Sunday, February 7, 2010

House of Flying Daggers (2004)

Lush, colorful Wuxia film, a la Crouching Tiger, Hidden Dragon, with a strong story, but somewhat contrived characterizations. Zhang Ziyi plays a blind courtesan in the China of old who is inadvertantly used by the police to discover the location of a rebel group, known as the Flying Daggers. The opening scenes are the most effective, where Ziyi shows the policemen the true extent of her grace in both dance (utilizing her wardrobe and levitated drums as a sort of free-form instrument) and martial arts. As the protaganist, a ladies man who does a Johnny Utah and actually falls for the lass he is using, Takeshi Kaneshiro is broad and boring; his drunken, loutish early scenes and clearly manipulative behavior with Ziyi make him not only pretty reprehensible, but, given what we learn, quite stupid, making him an unsympathetic, lame duck protagonist.

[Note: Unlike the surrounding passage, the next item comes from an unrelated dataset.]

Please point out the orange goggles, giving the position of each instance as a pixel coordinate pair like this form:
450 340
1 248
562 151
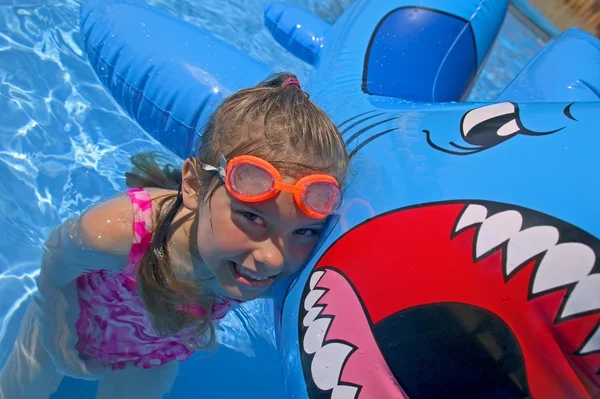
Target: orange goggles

Ziyi, who, as the object of affection, requires us to be quite enamored with her, is effective, but, due to the contrivances of the script and the lack of chemistry with her romantic lead, ends up coming off as hollow and inconsequential. The strongest of the performers is veteran Andy Lau, who, as in Infernal Affairs, treads that fine line between sympathy and adversity as Kaneshiro's superior, who trails him into the woods as Ziyi leads him to her presumed leaders. His is the most thankless, unjustified part, and he injects it with a haunted sympathy that makes his scenes the most provacative and deep. The other characters are at the mercy of the plot, which gets nice and complex once the second act wraps up, and the visuals, which definitely benefit from the care and attention that was obviously given to them.

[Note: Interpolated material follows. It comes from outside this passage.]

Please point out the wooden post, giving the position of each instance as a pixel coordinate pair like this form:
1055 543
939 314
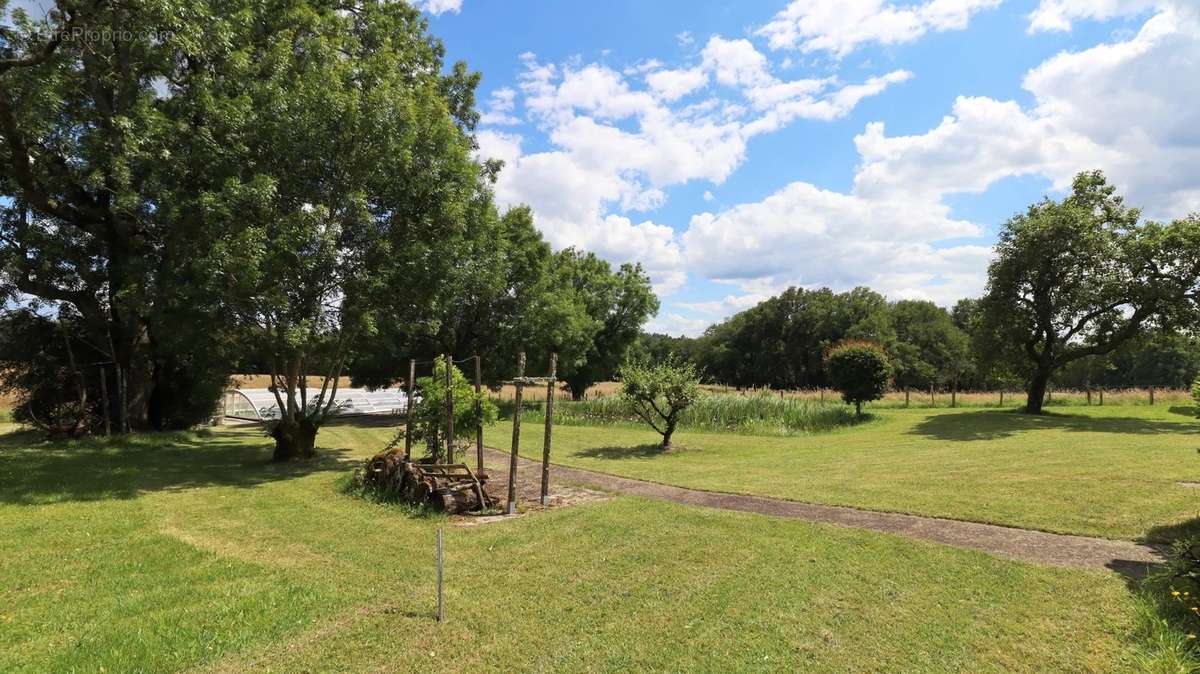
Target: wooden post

The visuals are very well composed and constructed, but I found them, to my surprise, to get boring; once they are in the woods, they stay in the woods, and the bamboo/forest surroundings got tiresome after a while. At the end, the scenery gets more intense to reflect the characters mood, but it seemed very artificial and showy, rather than moody or powerful. The visuals fare best in the beginning, when the archetypes of the cops and robbers allow for much nuance and dynamics in the presentation of their respective environments. The color of the early brothel scenes does much to justify what comes after, and the intricate interior design of these scenes achieves a unique style that, unlike most of the film, does not evoke another film's imagery. However, for the majority of the running time, I found myself citing Crouching Tiger, Kurosawa's Dreams, and director Zhang Yimou's own Curse of the Golden Flower, and the characterizations did not register strongly enough to rate this higher than any of those superior films. However, the action scenes are more effective and plentiful than those in Crouching Tiger, and, albeit at the cost of the films contemplative, philosophical tone, achieve a sense of energy and excitement. These, along with the strength of the deceptively simple plot, make the film an entertaining, if shallow, endeavor.

Recommended for fans of Wuxia cinema, Zhang Yimou, Zhang Ziyi, Andy Lau, or Crouching Tiger, Hidden Dragon. In terms of Yimou, I'd reccomend Hero or Curse of the Golden Flower over this, but this is not a significantly lesser film than those, just a mildly lesser one.